SILICICLASTIC-CARBONATE CYCLES OF THE NEOPROTEROZOIC BLACKROCK CANYON LIMESTONE, SOUTHEASTERN IDAHO


LINK, Paul Karl1, CORSETTI, Frank Aldemaro2 and LORENTZ, Nathaniel J.2, (1)Geology, Idaho State Univ, Pocatello, ID 83209, (2)Department of Earth Sciences, Univ of Southern California, Los Angeles, CA 90089, linkpaul@isu.edu

The Neoproterozoic Blackrock Canyon Limestone, southeastern Idaho, is positioned above the siliciclastic-dominated, fining-upward Pocatello Formation and below the siliciclastic-dominated, coarsening-upward Brigham Group. In the type area, the Blackrock Canyon “Limestone” is 174 m thick. Siltstones and sandstones dominate the formation while cyclic carbonates comprise only ~25 percent. About 20 km south along strike, on the south slope of Scout Mountain, the formation contains only a few meters of thin dark limestone.

The Blackrock Canyon type exposures contain siliciclastics and carbonates, arranged in five cycles; each cycle is composed of a siliciclastic lower half and a carbonate upper half (these could be considered “grand cycles” but most likely represent shallowing upward parasequences in a larger sequence stratigraphic framework). The siltstones of the siliciclastic half cycles are identical to those in the overlying Papoose Creek Formation. They contain unusual shrinkage cracks in thinly interbedded, parallel-laminated, siltstone and fine-grained sandstone.

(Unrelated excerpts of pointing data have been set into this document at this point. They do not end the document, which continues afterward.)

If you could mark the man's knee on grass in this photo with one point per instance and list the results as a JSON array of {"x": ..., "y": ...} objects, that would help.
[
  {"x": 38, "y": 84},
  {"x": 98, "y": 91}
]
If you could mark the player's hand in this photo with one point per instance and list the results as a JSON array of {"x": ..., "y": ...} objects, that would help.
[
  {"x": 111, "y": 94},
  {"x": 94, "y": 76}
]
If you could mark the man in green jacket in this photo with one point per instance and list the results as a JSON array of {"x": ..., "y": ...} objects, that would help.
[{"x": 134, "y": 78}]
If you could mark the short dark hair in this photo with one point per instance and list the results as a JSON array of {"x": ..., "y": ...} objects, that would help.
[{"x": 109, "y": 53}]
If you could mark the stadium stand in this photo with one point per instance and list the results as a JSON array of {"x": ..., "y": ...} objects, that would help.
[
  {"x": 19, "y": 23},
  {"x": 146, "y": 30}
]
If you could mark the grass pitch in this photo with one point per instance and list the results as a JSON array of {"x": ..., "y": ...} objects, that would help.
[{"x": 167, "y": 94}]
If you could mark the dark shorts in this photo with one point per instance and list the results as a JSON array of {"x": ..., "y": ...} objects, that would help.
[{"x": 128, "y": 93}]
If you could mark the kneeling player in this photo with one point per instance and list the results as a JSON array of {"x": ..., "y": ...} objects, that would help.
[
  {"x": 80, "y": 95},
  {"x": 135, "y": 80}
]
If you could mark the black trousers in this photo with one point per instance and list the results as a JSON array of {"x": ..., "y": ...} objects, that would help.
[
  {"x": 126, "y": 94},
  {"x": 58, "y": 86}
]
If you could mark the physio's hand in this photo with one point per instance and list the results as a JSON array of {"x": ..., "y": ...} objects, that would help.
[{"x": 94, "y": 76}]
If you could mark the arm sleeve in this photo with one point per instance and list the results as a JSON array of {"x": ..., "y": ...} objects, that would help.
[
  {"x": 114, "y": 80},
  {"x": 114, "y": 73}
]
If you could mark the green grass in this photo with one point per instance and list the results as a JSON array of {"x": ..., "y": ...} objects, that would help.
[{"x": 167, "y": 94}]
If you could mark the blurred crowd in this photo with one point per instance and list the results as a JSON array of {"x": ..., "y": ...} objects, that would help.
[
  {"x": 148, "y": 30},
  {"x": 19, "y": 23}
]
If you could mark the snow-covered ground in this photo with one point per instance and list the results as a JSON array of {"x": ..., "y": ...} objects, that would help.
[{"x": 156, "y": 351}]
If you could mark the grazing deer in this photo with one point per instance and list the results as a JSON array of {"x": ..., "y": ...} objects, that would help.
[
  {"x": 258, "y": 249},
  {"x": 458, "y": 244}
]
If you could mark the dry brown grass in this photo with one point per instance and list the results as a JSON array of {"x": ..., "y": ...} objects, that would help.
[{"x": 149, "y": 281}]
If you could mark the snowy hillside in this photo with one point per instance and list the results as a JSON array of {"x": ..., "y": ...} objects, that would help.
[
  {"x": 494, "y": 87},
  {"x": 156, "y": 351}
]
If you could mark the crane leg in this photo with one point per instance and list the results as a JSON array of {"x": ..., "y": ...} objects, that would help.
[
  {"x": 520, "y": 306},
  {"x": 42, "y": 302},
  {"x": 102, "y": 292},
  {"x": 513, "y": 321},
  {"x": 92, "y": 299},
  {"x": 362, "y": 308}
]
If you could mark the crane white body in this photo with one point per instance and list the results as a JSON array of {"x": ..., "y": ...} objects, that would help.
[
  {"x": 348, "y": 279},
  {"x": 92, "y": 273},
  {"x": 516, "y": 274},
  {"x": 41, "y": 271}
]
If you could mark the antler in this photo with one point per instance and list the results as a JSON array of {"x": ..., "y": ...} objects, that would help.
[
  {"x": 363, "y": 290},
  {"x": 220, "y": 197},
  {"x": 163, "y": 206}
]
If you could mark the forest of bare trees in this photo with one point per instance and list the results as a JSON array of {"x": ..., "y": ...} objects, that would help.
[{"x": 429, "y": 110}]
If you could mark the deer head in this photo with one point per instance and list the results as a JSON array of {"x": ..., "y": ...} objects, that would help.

The carbonate units are predominantly laminated mudstones to packstones in the lower three cycles and cross-bedded oolitic grainstones in the upper two cycles. The lower carbonate units also contain poorly defined stromatolitic and/or thrombolitic bioherms on the order of a few meters in width and height. Dolomitized, irregular exposure surfaces are present in the uppermost carbonate units. Each carbonate half-cycle represents shallower deposition than in the preceding cycle. Therefore, the carbonate units record a forestepping pattern and are interpreted to represent the initiation of highstand deposition.

The localization of these thick parasequences suggests a tectonically controlled south-facing hinge, where the Proterozoic basin shallowed to the north on the flanks of the Bannock Volcanic eruptive center.